Why advertisers should take note of the great return to the office
Updated: Jun 14
With the announcement from the UK government that working from home guidance is now over (hurrah!), employers and government alike are clearly expecting a return to some sense of normality.
Major banking firms, the civil service and even fintechs have led the way in asking employees to be back in the office from February.
But with many of us now used to rolling from bed to sofa to desk in just a matter of steps, is it realistic to expect a sudden surge into our city centres? And should marketeers be adapting their advertising strategies as a result?
Transport for London figures show an encouraging, if albeit gradual, uptick in numbers.
As of 10am on the first Monday post-government guidance update, TfL saw Tube entries and exits up 6% from a week earlier. Tube usage levels now regularly stand at 45% of pre-pandemic levels, while bus ridership is at 70%. Prior to the reintroduction of remote work rules in December 2021, TfL reported frequently seeing more than 60% of pre-pandemic demand on weekdays and up to 80% on weekends.
So, while we might not all be rammed back into Tube carriages and squeezed on to buses for our daily commute quite yet, there is an appetite by a growing majority to get back into city centres.

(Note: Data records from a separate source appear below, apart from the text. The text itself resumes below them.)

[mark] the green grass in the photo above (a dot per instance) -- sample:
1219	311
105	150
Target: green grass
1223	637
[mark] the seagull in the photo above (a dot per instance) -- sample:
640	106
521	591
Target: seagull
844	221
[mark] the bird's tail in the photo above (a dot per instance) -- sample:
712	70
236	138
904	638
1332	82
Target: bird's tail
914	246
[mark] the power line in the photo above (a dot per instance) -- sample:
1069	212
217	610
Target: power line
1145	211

This is important for us marketeers.
The surge in e-commerce at the peak of the pandemic and the desire to avoid physical retail has subsided. A recent report into consumer trends by Capgemini shows 72% of consumers expect to have ‘significant interactions with physical stores’ as the pandemic diminishes. This is up from pre-Covid data (60%).
It has therefore never been more important to ensure we activate a truly omnichannel strategy that incorporates the roles of multiple mediums – bricks & mortar, retailer.com, marketplaces, q-commerce platforms and DTC.

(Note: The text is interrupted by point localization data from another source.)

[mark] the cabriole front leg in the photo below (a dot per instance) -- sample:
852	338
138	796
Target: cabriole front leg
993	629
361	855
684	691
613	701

Utilising a mix of first and third party data sources, brands now have a tangible window of opportunity to tap back into pre-pandemic commuting habits through geo-targeted media, linking commuting audiences to a physical place to purchase a product.
Whether that be targeting the on-the-go luncher, the post-work socialiser or those making use of convenience stores and on-demand grocery for that empty fridge solution, advertisers should look to reallocate budget. They should look to utilise the power of data and location targeting to unlock incremental commuter on-the-go conversions.

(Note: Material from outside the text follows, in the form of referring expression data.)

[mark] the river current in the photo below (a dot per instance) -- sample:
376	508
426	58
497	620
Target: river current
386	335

Innocent has done a fantastic job of this using its classic tongue-in-cheek copy acros digital-out-of-home (DOOH) sites in cities to remind commuters about its on-the-go range. Bolt, the ride hailing app, has used city DOOH sites with dynamically optimised creative to remind users across London to reunite with others in real life.
In a post-lockdown age where media plans must be reactive, contextually relevant and overlaid with precision targeting, programmatic media capabilities can help deliver the best results across multiple advertising formats – from social media to digital display to OOH.
Those fmcg brands and retailers who are winning in this space – like Boots, which is using DOOH as part of its omnichannel approach to leverage geo-targeted ads to drive in-store footfall – are those who are recognising the importance of re-engaging their audiences.
The time to activate your location-based, data-driven media is now.